Limiting resource consumption on servers.

In my last blog entry I described the problem of servers over committing resources. There are several solution to this problem. The simplest and most common is to make sure that the critical resource is easily and smoothly controlled by the host OS: CPU time. If the server load is CPU bound, the other resources won’t be a problem. IT operation groups know how to monitor and load balance servers based on CPU utilization.

A much more sophisticated but general solution is based on controlling the inbound processing rate of requests. It requires to monitor *all* of the resources which can become scarce (memory, database connections, etc..) and start throttling the processing of incoming requests when any of these resources become close to their maximum. This can be accomplished by placing incoming requests into a staging queue where they will be picked up and processed. The staging queue itself can be maintained using very few resources from the server - some memory, very little CPU, and pretty much nothing else because the request is left into an un-processed state when it is queued up. The staging queue length needs to be regulated: Ideally, it should be very small when the server is running under optimal load and it should be constant under steady state. It should be allowed to grow when resources get scarce because of an over commitment. The idea is that this over commitment is going to be resolved when the few “abnormal” requests have been fully processed.

This approach works pretty well in the situations where I have seen it deployed, as long as the server process we are talking about is not competing for the resources with another process on the same host. I have seen cases where a server is doing great and suddenly the available physical memory drops on the machine because of a competing program. The server goes into throttling mode but it isn’t effective enough to prevent paging because the amount of memory it has committed cannot decrease as fast as the demand from the competing process. When the server starts paging, things get into a standstill because most of the memory pages are hot, containing data for the processing of the requests. I have seen people taking drastic measures to make up for this: They either abandon the semi computed state for some requests and put them back on the staging queue, or they serialize the semi processed state onto disk and put the request onto another queue, to be processed once the scarce situation is over. Serializing the semi processed state is difficult because it requires the developer to know exactly for each request what needs to be serialized. There could be an issue with shared data between requests. Another problem with serialization is that it uses disk resources which maybe scarce already and it may compete with the OS trying to page memory out to disk.

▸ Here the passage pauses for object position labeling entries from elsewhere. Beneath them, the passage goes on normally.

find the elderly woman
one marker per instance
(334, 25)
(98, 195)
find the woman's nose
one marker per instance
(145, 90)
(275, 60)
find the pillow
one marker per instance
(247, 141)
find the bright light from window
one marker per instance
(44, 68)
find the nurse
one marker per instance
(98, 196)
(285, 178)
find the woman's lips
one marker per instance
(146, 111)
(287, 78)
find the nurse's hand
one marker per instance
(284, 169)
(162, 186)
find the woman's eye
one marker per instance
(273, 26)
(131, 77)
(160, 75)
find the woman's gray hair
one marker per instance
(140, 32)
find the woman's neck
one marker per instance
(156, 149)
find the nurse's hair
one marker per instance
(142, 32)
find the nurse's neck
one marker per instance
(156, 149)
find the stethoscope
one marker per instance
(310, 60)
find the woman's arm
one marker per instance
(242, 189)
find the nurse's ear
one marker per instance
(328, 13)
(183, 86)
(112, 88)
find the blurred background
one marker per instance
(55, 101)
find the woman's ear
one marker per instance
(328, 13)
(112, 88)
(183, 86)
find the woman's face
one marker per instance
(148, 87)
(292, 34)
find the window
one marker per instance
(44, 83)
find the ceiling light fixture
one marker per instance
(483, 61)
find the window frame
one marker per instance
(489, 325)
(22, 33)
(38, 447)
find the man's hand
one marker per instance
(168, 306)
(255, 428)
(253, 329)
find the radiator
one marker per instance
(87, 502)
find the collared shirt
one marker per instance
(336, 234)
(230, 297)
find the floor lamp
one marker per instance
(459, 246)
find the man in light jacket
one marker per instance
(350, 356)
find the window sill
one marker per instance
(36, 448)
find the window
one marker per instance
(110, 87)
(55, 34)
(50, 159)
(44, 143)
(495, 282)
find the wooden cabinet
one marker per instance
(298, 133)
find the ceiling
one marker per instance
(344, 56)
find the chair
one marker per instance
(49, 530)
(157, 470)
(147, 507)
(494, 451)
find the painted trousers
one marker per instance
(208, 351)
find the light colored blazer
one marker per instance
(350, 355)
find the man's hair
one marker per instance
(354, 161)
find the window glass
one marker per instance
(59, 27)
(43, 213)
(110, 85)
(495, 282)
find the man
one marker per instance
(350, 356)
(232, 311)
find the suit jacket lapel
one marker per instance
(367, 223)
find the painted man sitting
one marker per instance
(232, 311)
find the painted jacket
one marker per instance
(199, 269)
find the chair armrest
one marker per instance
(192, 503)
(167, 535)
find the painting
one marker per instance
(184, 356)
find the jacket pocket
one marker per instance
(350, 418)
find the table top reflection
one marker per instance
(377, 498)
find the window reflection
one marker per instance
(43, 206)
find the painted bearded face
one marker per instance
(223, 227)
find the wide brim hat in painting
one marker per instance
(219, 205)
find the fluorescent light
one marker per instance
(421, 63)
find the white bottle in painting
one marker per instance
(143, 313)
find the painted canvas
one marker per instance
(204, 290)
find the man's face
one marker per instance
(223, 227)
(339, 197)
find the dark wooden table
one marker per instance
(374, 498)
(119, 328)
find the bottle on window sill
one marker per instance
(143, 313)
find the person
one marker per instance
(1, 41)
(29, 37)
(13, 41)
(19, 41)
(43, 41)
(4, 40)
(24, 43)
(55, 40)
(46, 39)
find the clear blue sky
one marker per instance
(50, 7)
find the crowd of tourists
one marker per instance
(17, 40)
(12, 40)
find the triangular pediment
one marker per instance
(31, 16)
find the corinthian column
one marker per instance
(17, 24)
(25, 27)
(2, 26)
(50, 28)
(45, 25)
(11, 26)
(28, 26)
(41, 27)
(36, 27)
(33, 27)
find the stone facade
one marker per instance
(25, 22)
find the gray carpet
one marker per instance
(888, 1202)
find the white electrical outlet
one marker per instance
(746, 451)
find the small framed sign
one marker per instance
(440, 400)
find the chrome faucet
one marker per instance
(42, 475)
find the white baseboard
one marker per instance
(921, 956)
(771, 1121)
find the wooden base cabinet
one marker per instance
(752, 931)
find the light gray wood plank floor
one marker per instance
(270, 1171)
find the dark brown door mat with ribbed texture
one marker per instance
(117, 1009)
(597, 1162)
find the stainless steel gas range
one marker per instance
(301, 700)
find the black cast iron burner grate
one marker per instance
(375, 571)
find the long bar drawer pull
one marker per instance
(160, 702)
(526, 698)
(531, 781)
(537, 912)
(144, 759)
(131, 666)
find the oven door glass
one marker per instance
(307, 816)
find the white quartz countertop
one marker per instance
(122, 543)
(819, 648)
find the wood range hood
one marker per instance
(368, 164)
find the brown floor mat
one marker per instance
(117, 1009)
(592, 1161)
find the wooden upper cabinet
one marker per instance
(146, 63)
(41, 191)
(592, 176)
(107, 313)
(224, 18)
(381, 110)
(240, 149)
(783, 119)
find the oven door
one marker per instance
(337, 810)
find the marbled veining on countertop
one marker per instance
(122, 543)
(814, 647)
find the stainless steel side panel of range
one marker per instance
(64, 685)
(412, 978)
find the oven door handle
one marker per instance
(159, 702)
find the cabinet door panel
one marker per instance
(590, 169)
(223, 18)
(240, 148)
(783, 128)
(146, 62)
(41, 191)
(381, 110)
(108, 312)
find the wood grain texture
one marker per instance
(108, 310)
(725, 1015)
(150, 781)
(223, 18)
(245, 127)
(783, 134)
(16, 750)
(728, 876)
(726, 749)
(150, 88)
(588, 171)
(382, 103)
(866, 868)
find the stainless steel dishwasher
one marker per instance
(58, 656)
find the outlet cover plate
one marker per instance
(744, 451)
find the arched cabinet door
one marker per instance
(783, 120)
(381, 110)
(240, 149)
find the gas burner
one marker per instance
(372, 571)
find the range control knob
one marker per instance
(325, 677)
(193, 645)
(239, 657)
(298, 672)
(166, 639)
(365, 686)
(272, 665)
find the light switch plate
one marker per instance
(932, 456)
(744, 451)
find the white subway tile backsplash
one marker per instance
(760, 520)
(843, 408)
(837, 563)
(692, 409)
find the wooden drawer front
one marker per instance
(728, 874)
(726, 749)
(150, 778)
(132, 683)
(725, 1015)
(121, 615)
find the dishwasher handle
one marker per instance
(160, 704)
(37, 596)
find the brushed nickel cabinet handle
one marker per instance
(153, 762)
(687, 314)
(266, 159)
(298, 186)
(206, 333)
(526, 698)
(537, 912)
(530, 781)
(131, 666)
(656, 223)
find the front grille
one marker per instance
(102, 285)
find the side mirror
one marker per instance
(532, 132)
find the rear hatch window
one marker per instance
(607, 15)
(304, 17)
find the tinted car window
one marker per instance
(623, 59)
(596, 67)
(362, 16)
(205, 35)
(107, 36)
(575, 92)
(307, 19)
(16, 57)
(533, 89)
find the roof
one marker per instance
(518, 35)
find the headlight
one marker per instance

I recommend trying out or simulating the basic staging queue approach before going to more sophisticated approaches. The pop3 server which I described in my previous arcticle did fine after they implemented the staging queue approach: It normally ran with 100MB of physical memory load; when the physical memory went above 200MB, it stopped processing incoming requests, which queued up on the staging queue. The staging queue had a maximum size of 4000 entries. It is interesting to note that the measured throughput varies more because it decreases when the staging queue is growing but it does not crash anymore!